1. Back up C: and D: as a VMware virtual server
2. Backup SQL databases using SQL agent
3. Back up E:, F:, G:, and H: as a file system.
   1. Exclude .mdf, .ldf, .sqlaudit, .xel, and job output files to limit backup size
   2. Include the .mdf and .ldf files for the system databases

Pretty complex I would say. Does it meet your RTO? Why not only use VSA and a SQL agent? 
 

Anyway I think your issue lies in the permission inheritance. What are the permissions on the source database files? 

Yeah, my backups are a bit of a mess. My HyperScale media agent runs over 90% full and has hit 100% full probably 7 times in the past year. I keep asking for more backup storage but have been told (for the past four years) that we’re “moving workloads to the cloud soon” so management doesn’t want to spend money on storage that will be orphaned.

My SQL Server hosts are set up with the following:

• C:           - Windows OS
• D:           - SQL Server software
• E:            - Database data files
• F:            - Database transaction logs
• G:           - TempDB database files
• H:           - SQL Server Backups

My SQL Server databases are backed up using the Ola Hallengren scripts that store the backups on H:.

In an attempt to get a backup that A) doesn’t consume significantly more space and B) can be restored without having to take 1.5 days to build a new Windows host and install SQL Server software, a Commvault contractor recommended we switch the backups of C: and D: to a VMware virtual server backup and then use Commvault to back up the databases.

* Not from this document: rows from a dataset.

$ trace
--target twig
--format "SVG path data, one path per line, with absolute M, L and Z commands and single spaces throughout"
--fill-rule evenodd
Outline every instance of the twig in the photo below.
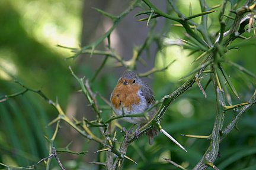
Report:
M 63 167 L 62 164 L 61 164 L 60 161 L 59 159 L 59 157 L 57 156 L 57 153 L 56 151 L 56 149 L 55 147 L 52 147 L 52 153 L 50 155 L 49 155 L 48 156 L 46 156 L 44 158 L 43 158 L 39 162 L 37 162 L 37 164 L 39 164 L 42 161 L 46 161 L 46 159 L 48 159 L 49 158 L 52 158 L 52 157 L 55 158 L 55 159 L 57 160 L 57 163 L 58 163 L 59 165 L 60 166 L 62 170 L 65 170 L 65 168 Z

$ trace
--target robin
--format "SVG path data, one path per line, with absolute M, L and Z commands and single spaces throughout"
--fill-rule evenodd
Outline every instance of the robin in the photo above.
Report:
M 140 80 L 135 73 L 129 71 L 125 71 L 119 79 L 111 94 L 110 100 L 113 110 L 117 116 L 122 115 L 123 113 L 126 115 L 142 113 L 155 102 L 151 87 Z M 156 111 L 157 109 L 154 107 L 148 113 L 149 120 L 143 116 L 126 117 L 121 119 L 139 125 L 135 131 L 135 134 L 137 134 L 139 129 L 149 122 Z M 158 135 L 158 130 L 155 128 L 146 132 L 149 145 L 153 143 L 153 138 Z

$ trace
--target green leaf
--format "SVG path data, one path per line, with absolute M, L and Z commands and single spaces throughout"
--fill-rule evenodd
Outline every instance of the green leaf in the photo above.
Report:
M 230 64 L 231 64 L 233 66 L 235 66 L 235 67 L 236 67 L 236 68 L 238 68 L 238 70 L 239 70 L 240 71 L 243 71 L 244 73 L 248 74 L 249 76 L 256 79 L 256 75 L 254 74 L 254 73 L 252 73 L 252 72 L 251 72 L 250 71 L 249 71 L 248 70 L 247 70 L 247 68 L 242 67 L 241 66 L 239 65 L 238 64 L 236 64 L 235 63 L 233 63 L 231 61 L 224 61 L 224 62 L 226 62 L 227 63 L 229 63 Z
M 192 71 L 191 71 L 190 73 L 186 74 L 185 76 L 183 76 L 183 77 L 181 77 L 180 80 L 183 79 L 184 79 L 184 78 L 185 78 L 185 77 L 187 77 L 190 76 L 190 75 L 191 75 L 192 74 L 194 74 L 194 73 L 199 71 L 202 68 L 209 66 L 211 63 L 212 63 L 212 61 L 208 61 L 204 64 L 200 65 L 197 68 L 196 68 L 194 69 L 193 70 L 192 70 Z
M 224 77 L 225 78 L 226 80 L 228 82 L 228 84 L 229 84 L 229 87 L 231 89 L 231 90 L 233 91 L 233 93 L 235 94 L 235 95 L 238 98 L 240 99 L 238 96 L 238 94 L 236 92 L 236 90 L 235 89 L 235 87 L 233 86 L 233 84 L 232 83 L 231 80 L 229 79 L 229 76 L 225 71 L 222 66 L 221 64 L 219 65 L 219 68 L 220 69 L 221 71 L 222 72 L 223 75 L 224 76 Z
M 193 15 L 192 16 L 187 17 L 187 18 L 185 18 L 184 19 L 185 19 L 185 20 L 189 20 L 189 19 L 191 19 L 192 18 L 196 18 L 196 17 L 200 17 L 200 16 L 202 16 L 202 15 L 206 15 L 206 14 L 210 14 L 210 13 L 215 12 L 217 10 L 212 10 L 212 11 L 209 11 L 203 12 L 201 13 L 199 13 L 199 14 L 197 14 Z

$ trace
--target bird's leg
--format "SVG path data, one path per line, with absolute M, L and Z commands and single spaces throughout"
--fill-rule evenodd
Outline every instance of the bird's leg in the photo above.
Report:
M 144 125 L 145 125 L 145 124 L 143 124 L 143 123 L 140 124 L 140 125 L 138 126 L 138 128 L 137 128 L 135 130 L 135 135 L 136 136 L 137 139 L 139 138 L 139 136 L 138 136 L 138 135 L 139 135 L 139 129 L 140 129 L 141 127 L 142 127 L 143 126 L 144 126 Z

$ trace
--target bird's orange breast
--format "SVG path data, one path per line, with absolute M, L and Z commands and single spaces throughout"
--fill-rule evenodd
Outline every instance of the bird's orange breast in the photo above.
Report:
M 117 83 L 110 99 L 113 106 L 117 109 L 120 107 L 126 107 L 128 111 L 132 109 L 132 104 L 139 104 L 140 99 L 137 91 L 140 86 L 137 84 L 124 85 Z

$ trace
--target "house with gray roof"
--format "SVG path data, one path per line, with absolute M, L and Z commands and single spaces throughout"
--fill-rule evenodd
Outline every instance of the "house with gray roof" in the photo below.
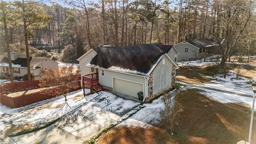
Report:
M 179 51 L 178 61 L 195 60 L 220 54 L 219 43 L 212 38 L 186 40 L 174 46 Z
M 27 57 L 19 55 L 16 52 L 11 53 L 11 60 L 13 67 L 13 76 L 22 77 L 27 74 Z M 31 74 L 35 80 L 40 78 L 41 69 L 45 70 L 56 69 L 59 68 L 59 63 L 46 57 L 30 57 L 30 59 Z M 3 74 L 10 73 L 9 64 L 7 56 L 0 57 L 0 72 Z
M 91 92 L 100 87 L 136 98 L 140 92 L 141 100 L 148 101 L 175 84 L 178 53 L 162 43 L 106 45 L 91 49 L 77 60 L 82 84 L 89 85 Z

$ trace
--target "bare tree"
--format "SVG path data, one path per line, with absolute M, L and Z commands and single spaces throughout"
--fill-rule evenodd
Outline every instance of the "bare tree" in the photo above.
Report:
M 63 67 L 57 70 L 42 70 L 43 77 L 39 80 L 39 86 L 43 88 L 43 93 L 62 95 L 67 101 L 69 92 L 81 86 L 80 71 L 73 66 Z
M 6 22 L 6 14 L 5 12 L 6 6 L 7 3 L 5 2 L 1 1 L 1 9 L 2 10 L 2 20 L 4 23 L 4 34 L 5 34 L 5 46 L 6 48 L 7 54 L 8 55 L 8 63 L 9 64 L 9 71 L 10 71 L 10 79 L 11 80 L 11 83 L 13 83 L 13 71 L 12 69 L 12 61 L 11 60 L 11 52 L 10 50 L 10 42 L 9 42 L 9 36 L 8 34 L 8 29 L 7 28 L 7 22 Z

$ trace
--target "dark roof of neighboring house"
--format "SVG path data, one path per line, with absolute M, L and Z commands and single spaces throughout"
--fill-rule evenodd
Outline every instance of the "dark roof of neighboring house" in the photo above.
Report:
M 186 40 L 185 42 L 194 45 L 199 49 L 204 48 L 207 46 L 219 45 L 219 43 L 213 38 L 205 38 L 193 40 Z
M 115 67 L 118 68 L 117 71 L 146 76 L 172 46 L 155 43 L 99 48 L 90 65 L 105 69 Z
M 46 57 L 30 57 L 30 67 L 36 66 L 37 64 L 46 59 Z M 8 63 L 8 58 L 6 57 L 3 57 L 1 60 L 1 63 Z M 27 58 L 18 58 L 15 60 L 12 60 L 12 63 L 14 65 L 20 65 L 20 67 L 27 67 Z

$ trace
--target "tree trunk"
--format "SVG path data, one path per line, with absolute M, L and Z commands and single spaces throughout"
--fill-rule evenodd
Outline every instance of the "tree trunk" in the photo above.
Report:
M 24 0 L 22 0 L 22 12 L 26 13 L 25 5 Z M 26 55 L 27 56 L 27 68 L 28 70 L 28 81 L 31 81 L 31 73 L 30 73 L 30 58 L 29 57 L 29 50 L 28 49 L 28 31 L 27 30 L 27 20 L 23 16 L 23 23 L 24 25 L 24 37 L 25 38 L 25 46 L 26 46 Z
M 154 21 L 151 22 L 151 30 L 150 30 L 150 43 L 151 44 L 152 42 L 152 34 L 153 33 L 153 26 L 154 26 Z
M 6 23 L 6 14 L 5 14 L 5 7 L 4 5 L 3 5 L 4 4 L 3 4 L 3 2 L 1 2 L 1 4 L 3 4 L 3 5 L 1 5 L 2 7 L 2 16 L 3 16 L 3 21 L 4 22 L 4 34 L 5 34 L 5 46 L 6 48 L 6 51 L 7 51 L 7 54 L 8 55 L 8 63 L 9 64 L 9 73 L 10 73 L 10 79 L 11 80 L 11 83 L 14 82 L 14 79 L 13 79 L 13 71 L 12 69 L 12 61 L 11 60 L 11 52 L 10 50 L 10 45 L 9 45 L 9 37 L 8 35 L 8 30 L 7 29 L 7 23 Z
M 148 31 L 147 29 L 148 28 L 148 23 L 146 23 L 146 30 L 145 30 L 145 40 L 144 40 L 144 44 L 146 44 L 146 41 L 147 41 L 147 31 Z
M 87 10 L 87 8 L 84 5 L 84 11 L 85 12 L 85 14 L 86 15 L 86 22 L 87 22 L 87 36 L 88 37 L 88 43 L 89 44 L 90 49 L 92 48 L 92 45 L 91 43 L 91 34 L 90 34 L 90 20 L 89 20 L 89 14 L 88 14 L 88 11 Z
M 121 46 L 124 45 L 124 20 L 126 10 L 124 7 L 125 0 L 123 0 L 123 17 L 122 19 L 122 34 L 121 34 Z
M 104 41 L 104 44 L 106 44 L 107 43 L 107 40 L 106 37 L 106 15 L 105 15 L 105 1 L 102 0 L 101 3 L 102 4 L 102 11 L 101 11 L 101 15 L 102 17 L 102 29 L 103 29 L 103 40 Z
M 182 13 L 182 0 L 180 1 L 180 9 L 179 15 L 179 33 L 178 33 L 178 42 L 180 42 L 181 37 L 181 19 Z

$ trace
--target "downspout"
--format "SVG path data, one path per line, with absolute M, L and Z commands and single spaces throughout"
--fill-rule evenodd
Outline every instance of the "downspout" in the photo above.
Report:
M 145 101 L 146 98 L 148 97 L 148 77 L 145 77 L 144 78 L 145 79 L 145 97 L 143 99 L 143 101 Z

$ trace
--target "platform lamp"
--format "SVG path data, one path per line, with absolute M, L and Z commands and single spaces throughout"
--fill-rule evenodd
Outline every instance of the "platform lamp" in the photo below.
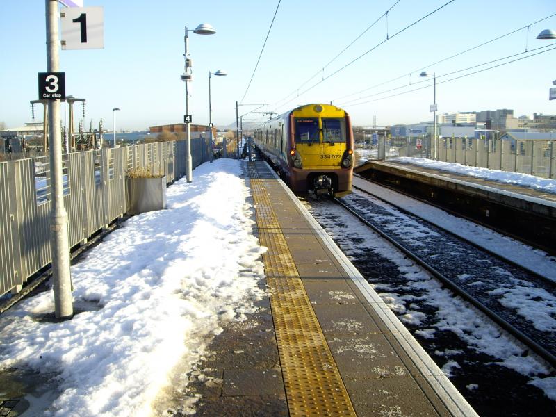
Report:
M 556 39 L 556 31 L 552 29 L 544 29 L 539 33 L 537 39 Z
M 224 70 L 217 70 L 216 72 L 211 72 L 208 71 L 208 130 L 210 131 L 209 133 L 209 140 L 211 142 L 211 152 L 212 152 L 212 147 L 213 147 L 213 119 L 212 119 L 212 113 L 213 113 L 213 107 L 211 102 L 211 75 L 217 75 L 218 76 L 225 76 L 228 75 L 228 73 L 226 72 Z M 225 158 L 226 155 L 226 149 L 224 149 L 224 157 Z M 211 157 L 211 161 L 212 161 L 212 157 Z
M 433 73 L 432 75 L 423 71 L 419 74 L 419 76 L 432 76 L 433 77 L 433 90 L 432 90 L 432 104 L 430 106 L 430 111 L 432 112 L 432 143 L 434 145 L 434 159 L 438 159 L 438 146 L 436 143 L 436 73 Z
M 116 112 L 120 111 L 119 107 L 112 109 L 112 133 L 114 137 L 114 149 L 116 148 Z
M 185 54 L 183 56 L 186 59 L 186 67 L 183 74 L 181 75 L 181 81 L 186 83 L 186 120 L 183 120 L 186 125 L 186 167 L 187 174 L 187 182 L 190 183 L 193 181 L 193 163 L 191 161 L 191 129 L 190 123 L 191 122 L 190 115 L 189 114 L 189 92 L 188 85 L 189 81 L 191 81 L 193 77 L 191 70 L 191 58 L 190 57 L 189 52 L 188 51 L 188 47 L 189 46 L 189 36 L 188 32 L 191 31 L 186 28 L 186 35 L 183 38 L 183 43 L 185 44 Z M 193 31 L 194 33 L 197 35 L 214 35 L 216 31 L 213 26 L 208 23 L 202 23 L 197 28 Z
M 539 33 L 537 39 L 556 39 L 556 31 L 552 29 L 544 29 L 542 32 Z M 552 82 L 553 85 L 556 85 L 556 80 Z M 550 88 L 548 95 L 549 100 L 556 100 L 556 88 Z

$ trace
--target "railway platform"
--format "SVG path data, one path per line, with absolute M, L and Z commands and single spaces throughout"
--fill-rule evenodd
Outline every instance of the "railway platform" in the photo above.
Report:
M 222 394 L 198 415 L 477 416 L 268 164 L 248 167 L 268 314 L 224 331 L 238 353 L 207 364 Z
M 556 254 L 556 194 L 393 161 L 354 172 Z

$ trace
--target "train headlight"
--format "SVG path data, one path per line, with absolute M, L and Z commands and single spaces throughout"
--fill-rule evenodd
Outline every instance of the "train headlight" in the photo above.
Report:
M 303 164 L 301 162 L 301 156 L 295 152 L 295 149 L 290 150 L 290 158 L 291 158 L 291 163 L 296 168 L 302 168 Z
M 352 165 L 353 165 L 353 150 L 349 149 L 343 153 L 342 166 L 344 168 L 349 168 Z

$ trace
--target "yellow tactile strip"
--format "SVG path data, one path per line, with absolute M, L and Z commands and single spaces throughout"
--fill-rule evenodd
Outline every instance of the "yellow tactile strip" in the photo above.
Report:
M 252 170 L 250 167 L 250 173 Z M 264 187 L 252 176 L 270 305 L 291 416 L 355 416 Z

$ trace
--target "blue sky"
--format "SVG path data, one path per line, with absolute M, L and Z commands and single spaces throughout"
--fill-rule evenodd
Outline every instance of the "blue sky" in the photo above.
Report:
M 60 51 L 60 71 L 66 73 L 67 94 L 87 100 L 87 126 L 91 120 L 97 125 L 100 118 L 105 127 L 111 126 L 114 107 L 121 108 L 118 129 L 181 122 L 185 114 L 185 88 L 180 80 L 184 27 L 194 29 L 206 22 L 216 34 L 189 35 L 194 76 L 189 113 L 194 123 L 208 121 L 208 72 L 219 69 L 229 75 L 211 79 L 212 118 L 217 125 L 235 122 L 236 100 L 266 104 L 261 111 L 278 113 L 300 104 L 332 101 L 347 110 L 358 125 L 372 124 L 373 116 L 379 125 L 432 120 L 432 80 L 418 76 L 423 70 L 436 74 L 439 113 L 513 108 L 516 115 L 556 114 L 556 101 L 548 100 L 551 81 L 556 79 L 556 49 L 550 49 L 556 41 L 535 39 L 543 29 L 556 30 L 556 16 L 532 24 L 556 13 L 556 2 L 455 0 L 395 35 L 449 1 L 281 0 L 242 101 L 278 0 L 85 0 L 85 6 L 104 7 L 104 49 Z M 395 3 L 387 22 L 381 18 Z M 44 1 L 1 0 L 0 15 L 3 17 L 0 122 L 15 127 L 31 121 L 29 101 L 38 98 L 37 73 L 46 71 Z M 528 25 L 529 31 L 517 31 L 439 62 Z M 384 42 L 386 33 L 389 39 Z M 512 59 L 543 53 L 444 82 L 507 62 L 461 71 L 526 49 L 530 52 Z M 445 75 L 455 72 L 460 72 Z M 382 85 L 373 88 L 379 84 Z M 297 96 L 297 91 L 302 94 Z M 254 108 L 241 106 L 240 115 Z M 41 120 L 42 111 L 36 113 Z M 80 113 L 78 107 L 76 114 Z M 245 119 L 265 117 L 252 113 Z

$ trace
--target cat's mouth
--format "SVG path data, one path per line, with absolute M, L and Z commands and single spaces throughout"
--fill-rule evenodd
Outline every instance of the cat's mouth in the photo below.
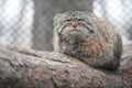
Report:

The problem is that when we restore the virtual machine backup, SQL Server won’t start because the system databases are missing. Without SQL Server running, we can’t use Commvault to do the database restores.

So that’s the history of how I got to this point. Your summary of all the steps in my backup strategy is accurate.

You asked: What are the permissions on the source database files? 

As I’ve said, E:\MSSQL13.MSSQLSERVER\MSSQL has the “normal” security inherited from the root of E:. E:\MSSQL13.MSSQLSERVER\MSSQL\Data has unique security that includes permissions for MSSQLSERVER. It’s this MSSQLSERVER permission that’s missing from the folders restored by Commvault.

I started writing a PowerShell script that scans the drives and builds a second script that creates the drives and sets the proper security. The thought of implementing this across all SQL Servers and scheduling it as a weekly Windows task seems like something I shouldn’t need to do.

I’ve asked my local Commvault technical analyst to give me a presentation on how to back up and restore SQL Server VMs.

I started to create a ticket about Commvault not properly dealing with the folder security and Arlie the AI Assistant managed to find the solution to my problem.

Ahhh I thought you were already using the agent to perform the recovery. Indeed through an agentless recovery it will never be able to apply permissions as this requires direct interaction with the Windows operating system APIs.

Wait, you’re right. I have a file system backup which meant I would have needed the file system client in order to do the restore. Hmm. I’ve gone through so many starts, stops, and redo attempts on this test restore that it’s no longer clear what works and what doesn’t. I think I’ll have to start a disaster recovery restore test from scratch.